Yup, I agree. In fact, I want to stress that you do NOT want her scared of the street; fear is hard to control and there is no 'healthy' level of fear. If she was on a lead going for a walk and is afraid to go anywhere near the street, it will cause difficulties.... There is also no humane way to teach her to fear something IMO, as I don't see causing fear to be humane at all....


However, I do know what you mean, you don't actually want your dog to be scared (I only covered the above for the benefit of anyone who may take it the wrong way!) but you want your dog to recognise the boundaries and not cross them without explicit permission by you. Correct?

I would start by having a long line for her to be able to spend time with you in the front yard SAFELY while you are busy. It will then give her an idea of hanging out with you without leaving to go elsewhere, but it means you need not worry about where she is as much and get on with your gardening. Give her a bone or something to chew on too.


Over time you will perhaps be able to spend some more time with her in the front yard for short spells when you're not too distracted and let her be with you. I'd be calling her away from the front boundary any time she went near it, and perhaps providing her with something to chew on to keep her occupied.
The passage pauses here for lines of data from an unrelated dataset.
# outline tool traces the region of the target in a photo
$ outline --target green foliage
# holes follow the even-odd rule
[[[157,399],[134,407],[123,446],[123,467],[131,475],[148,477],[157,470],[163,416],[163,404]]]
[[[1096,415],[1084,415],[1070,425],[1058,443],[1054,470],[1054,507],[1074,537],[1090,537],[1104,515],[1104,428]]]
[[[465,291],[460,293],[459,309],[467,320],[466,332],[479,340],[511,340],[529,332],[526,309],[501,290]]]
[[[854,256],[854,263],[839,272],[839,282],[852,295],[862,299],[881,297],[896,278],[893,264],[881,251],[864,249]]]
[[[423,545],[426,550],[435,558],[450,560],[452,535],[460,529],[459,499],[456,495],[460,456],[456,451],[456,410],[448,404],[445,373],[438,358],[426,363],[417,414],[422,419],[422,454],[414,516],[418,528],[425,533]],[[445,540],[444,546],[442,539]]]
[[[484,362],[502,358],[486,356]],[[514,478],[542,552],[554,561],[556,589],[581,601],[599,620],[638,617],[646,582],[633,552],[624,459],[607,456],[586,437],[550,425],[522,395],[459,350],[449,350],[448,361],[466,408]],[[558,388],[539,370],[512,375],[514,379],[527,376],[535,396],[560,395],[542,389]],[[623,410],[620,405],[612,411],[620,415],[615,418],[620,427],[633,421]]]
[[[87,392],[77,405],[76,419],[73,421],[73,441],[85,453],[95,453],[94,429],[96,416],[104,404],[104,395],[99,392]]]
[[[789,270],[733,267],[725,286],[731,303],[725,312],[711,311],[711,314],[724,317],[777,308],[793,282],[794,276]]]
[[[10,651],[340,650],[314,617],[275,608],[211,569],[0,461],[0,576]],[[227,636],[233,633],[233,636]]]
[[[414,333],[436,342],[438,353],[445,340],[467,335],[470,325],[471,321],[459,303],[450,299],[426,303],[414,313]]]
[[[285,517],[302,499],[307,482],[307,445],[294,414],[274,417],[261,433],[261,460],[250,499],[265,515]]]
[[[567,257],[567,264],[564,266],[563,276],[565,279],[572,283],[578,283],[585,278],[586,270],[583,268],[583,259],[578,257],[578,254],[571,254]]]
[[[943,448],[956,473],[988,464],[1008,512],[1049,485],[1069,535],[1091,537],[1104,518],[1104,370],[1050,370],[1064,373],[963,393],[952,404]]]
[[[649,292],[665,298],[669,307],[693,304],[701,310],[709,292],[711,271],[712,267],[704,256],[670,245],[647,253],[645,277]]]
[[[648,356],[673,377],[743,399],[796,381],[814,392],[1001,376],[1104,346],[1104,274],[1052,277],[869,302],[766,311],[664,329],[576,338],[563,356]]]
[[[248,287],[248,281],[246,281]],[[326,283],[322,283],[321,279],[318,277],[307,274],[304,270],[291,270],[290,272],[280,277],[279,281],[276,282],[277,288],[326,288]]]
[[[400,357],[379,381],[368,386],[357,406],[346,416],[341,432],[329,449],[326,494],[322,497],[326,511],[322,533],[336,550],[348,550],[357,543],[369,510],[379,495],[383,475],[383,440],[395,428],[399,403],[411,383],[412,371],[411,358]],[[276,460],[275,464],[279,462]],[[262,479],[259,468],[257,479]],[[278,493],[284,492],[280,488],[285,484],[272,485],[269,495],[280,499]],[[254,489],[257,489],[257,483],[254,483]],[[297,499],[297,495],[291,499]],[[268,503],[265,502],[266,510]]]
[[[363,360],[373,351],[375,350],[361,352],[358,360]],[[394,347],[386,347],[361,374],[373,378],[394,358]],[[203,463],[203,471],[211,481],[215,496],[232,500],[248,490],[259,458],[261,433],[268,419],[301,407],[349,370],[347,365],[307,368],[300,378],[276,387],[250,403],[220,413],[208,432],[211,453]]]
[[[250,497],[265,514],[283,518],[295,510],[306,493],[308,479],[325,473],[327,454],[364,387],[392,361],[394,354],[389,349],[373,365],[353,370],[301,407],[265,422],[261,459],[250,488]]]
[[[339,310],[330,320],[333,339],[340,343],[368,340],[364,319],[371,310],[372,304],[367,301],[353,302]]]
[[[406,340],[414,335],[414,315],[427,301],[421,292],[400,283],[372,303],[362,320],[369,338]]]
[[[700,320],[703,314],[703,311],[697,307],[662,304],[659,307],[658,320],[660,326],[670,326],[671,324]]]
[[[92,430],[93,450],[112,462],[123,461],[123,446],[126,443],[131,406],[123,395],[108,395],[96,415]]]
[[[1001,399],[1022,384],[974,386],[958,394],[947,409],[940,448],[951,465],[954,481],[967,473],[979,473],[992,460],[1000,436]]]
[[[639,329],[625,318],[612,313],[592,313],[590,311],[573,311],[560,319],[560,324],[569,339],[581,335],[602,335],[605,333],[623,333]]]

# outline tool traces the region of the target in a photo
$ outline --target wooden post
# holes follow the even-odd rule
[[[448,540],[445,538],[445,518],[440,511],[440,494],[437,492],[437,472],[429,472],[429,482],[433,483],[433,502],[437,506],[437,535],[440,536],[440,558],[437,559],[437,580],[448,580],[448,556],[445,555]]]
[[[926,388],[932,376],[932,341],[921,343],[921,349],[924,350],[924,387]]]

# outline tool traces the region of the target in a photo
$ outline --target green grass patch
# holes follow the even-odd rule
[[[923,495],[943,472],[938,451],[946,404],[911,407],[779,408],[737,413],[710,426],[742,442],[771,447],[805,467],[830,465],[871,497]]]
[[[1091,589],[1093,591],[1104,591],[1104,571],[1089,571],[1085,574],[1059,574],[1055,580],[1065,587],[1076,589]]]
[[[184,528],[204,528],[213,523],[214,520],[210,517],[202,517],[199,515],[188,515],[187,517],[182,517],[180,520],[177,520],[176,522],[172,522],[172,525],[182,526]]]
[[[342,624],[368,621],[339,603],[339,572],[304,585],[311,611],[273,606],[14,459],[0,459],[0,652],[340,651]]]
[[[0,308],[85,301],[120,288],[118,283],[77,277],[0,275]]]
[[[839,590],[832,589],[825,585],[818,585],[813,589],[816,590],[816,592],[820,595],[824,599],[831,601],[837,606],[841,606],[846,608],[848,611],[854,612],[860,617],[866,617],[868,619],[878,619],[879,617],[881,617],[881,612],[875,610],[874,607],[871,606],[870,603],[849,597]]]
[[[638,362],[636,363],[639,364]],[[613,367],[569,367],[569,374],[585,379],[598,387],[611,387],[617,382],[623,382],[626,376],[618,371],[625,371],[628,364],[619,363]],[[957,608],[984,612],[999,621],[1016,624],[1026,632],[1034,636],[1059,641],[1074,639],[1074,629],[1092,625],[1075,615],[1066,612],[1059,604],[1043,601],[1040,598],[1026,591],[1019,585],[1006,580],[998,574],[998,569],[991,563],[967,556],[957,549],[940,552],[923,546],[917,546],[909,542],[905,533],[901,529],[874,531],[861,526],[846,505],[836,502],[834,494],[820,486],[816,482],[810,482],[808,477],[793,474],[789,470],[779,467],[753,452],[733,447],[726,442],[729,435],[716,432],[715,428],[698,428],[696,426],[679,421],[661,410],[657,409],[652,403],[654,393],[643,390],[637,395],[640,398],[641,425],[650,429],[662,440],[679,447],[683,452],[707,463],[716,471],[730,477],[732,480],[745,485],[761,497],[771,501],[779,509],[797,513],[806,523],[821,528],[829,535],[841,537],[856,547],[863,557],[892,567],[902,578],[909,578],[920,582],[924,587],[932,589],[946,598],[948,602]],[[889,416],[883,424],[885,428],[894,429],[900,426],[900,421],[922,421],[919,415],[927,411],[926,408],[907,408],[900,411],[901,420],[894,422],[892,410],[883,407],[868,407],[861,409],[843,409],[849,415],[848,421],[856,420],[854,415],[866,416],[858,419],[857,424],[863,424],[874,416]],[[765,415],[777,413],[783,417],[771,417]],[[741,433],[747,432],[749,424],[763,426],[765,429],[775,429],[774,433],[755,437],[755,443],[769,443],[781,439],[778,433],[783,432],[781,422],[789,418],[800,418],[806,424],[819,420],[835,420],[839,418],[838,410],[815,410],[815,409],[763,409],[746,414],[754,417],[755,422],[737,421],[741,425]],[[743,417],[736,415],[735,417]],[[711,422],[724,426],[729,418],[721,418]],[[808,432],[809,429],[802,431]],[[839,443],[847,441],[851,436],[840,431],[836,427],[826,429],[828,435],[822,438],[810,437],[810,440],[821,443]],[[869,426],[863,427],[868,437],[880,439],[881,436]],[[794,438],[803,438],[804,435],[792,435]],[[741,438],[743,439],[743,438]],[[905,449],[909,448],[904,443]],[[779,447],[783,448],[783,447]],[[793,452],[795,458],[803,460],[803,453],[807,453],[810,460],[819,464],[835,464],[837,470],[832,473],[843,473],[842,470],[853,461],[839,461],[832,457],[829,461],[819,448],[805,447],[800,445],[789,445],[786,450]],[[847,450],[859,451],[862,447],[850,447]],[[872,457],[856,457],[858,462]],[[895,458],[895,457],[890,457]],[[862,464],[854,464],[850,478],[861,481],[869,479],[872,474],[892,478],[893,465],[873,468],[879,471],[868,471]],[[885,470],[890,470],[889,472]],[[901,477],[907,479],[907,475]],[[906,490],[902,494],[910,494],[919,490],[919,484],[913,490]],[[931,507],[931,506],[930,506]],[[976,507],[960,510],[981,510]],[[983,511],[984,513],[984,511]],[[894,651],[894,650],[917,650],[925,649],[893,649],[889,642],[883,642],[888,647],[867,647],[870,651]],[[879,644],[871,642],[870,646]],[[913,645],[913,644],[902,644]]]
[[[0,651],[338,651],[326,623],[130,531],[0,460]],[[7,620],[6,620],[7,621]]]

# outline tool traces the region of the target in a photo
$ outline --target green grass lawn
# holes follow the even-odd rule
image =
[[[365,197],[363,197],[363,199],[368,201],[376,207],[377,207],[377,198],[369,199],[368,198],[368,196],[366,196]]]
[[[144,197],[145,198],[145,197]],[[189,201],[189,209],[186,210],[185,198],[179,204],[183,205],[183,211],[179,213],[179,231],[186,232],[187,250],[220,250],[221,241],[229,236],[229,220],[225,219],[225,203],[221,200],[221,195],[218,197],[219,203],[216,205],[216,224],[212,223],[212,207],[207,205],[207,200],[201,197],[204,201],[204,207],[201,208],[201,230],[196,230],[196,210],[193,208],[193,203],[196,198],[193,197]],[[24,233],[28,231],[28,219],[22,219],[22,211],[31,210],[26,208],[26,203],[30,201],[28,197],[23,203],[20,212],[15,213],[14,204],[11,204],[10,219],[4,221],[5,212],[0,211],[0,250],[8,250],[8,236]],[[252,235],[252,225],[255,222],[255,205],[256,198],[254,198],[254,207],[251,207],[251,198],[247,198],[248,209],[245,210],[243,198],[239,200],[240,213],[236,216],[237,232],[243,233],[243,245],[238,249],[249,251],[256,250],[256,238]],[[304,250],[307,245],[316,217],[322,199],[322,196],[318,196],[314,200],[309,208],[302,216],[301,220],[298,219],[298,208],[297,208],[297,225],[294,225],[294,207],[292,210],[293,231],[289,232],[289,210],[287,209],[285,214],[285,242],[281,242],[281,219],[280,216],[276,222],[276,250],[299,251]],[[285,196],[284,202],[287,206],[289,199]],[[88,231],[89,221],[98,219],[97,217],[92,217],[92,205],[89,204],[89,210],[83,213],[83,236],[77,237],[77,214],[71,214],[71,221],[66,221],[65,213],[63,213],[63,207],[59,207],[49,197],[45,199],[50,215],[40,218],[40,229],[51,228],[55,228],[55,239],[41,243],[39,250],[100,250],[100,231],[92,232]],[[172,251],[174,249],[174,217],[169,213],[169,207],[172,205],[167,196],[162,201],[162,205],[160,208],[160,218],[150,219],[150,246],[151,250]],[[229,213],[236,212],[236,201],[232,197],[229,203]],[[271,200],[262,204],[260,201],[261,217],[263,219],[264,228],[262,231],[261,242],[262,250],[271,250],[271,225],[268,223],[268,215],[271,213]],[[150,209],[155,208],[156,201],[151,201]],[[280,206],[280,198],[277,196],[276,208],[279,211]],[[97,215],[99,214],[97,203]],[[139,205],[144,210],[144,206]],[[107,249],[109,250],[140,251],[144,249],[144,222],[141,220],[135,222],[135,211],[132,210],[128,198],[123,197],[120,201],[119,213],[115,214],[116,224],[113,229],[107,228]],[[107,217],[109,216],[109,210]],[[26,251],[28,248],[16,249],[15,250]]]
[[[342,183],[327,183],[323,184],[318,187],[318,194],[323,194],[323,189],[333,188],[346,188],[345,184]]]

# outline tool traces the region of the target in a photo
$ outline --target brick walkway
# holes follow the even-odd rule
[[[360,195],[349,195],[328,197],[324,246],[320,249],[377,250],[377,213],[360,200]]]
But in the end it will really just be time and consistency. Especially if she's reasonably new to all this 'yard' stuff! lol. Keep calling her away from teh front of the yard and encourage her to spend time back from the front edge. Keep close tabs on her, and don't push it too far; if your'e going to be out there for a while then put her on the long line again before you forget to watch what she's up to. If you cannot supervise her ACTIVELY, then she needs to be on a long line initially. It isn't worth the risk!!! 



And ANY time you have her off lead where she can get away is a risk you must be fully aware of. Yes, I take Paris all over the place without a lead, in fact she rarely ever wears a collar at all and she travels to work with me every day (so is going from the house, to the car, from the car park to the shop, and back again with no collar or lead. She will come into the open drive-way at home to collect the mail with me etc too) but it's something I know is a risk and I must be diligent. If anything were to happen to her (she got away or something) then I would be the only one at blame, and I have to be ok with taking that risk. No dog can be trusted 110%, no matter how much you think they can be, there will be SOMETHING that could trigger your dog into running off. It might be just a leaf for some, or it might be a nuclear explosion under their tail, but NO dog is totally and utterly bomb proof. We must accept that any time our dog is off lead somewhere where they can easily escape.


----------



## CharismaticMillie (Jun 16, 2010)

I agree - just keep her leashed or use a cable. I really don't like electric fences either but don't get me started on that one LOL. I can't tell you how many dogs just ignore their electric fence in my neighborhood


----------



## JE-UK (Mar 10, 2010)

Ditto from me. Mine is leashed around roads, full stop. We do train him to sit and wait at every crossing, so much so that he will do it automatically, but I would never rely on that off lead.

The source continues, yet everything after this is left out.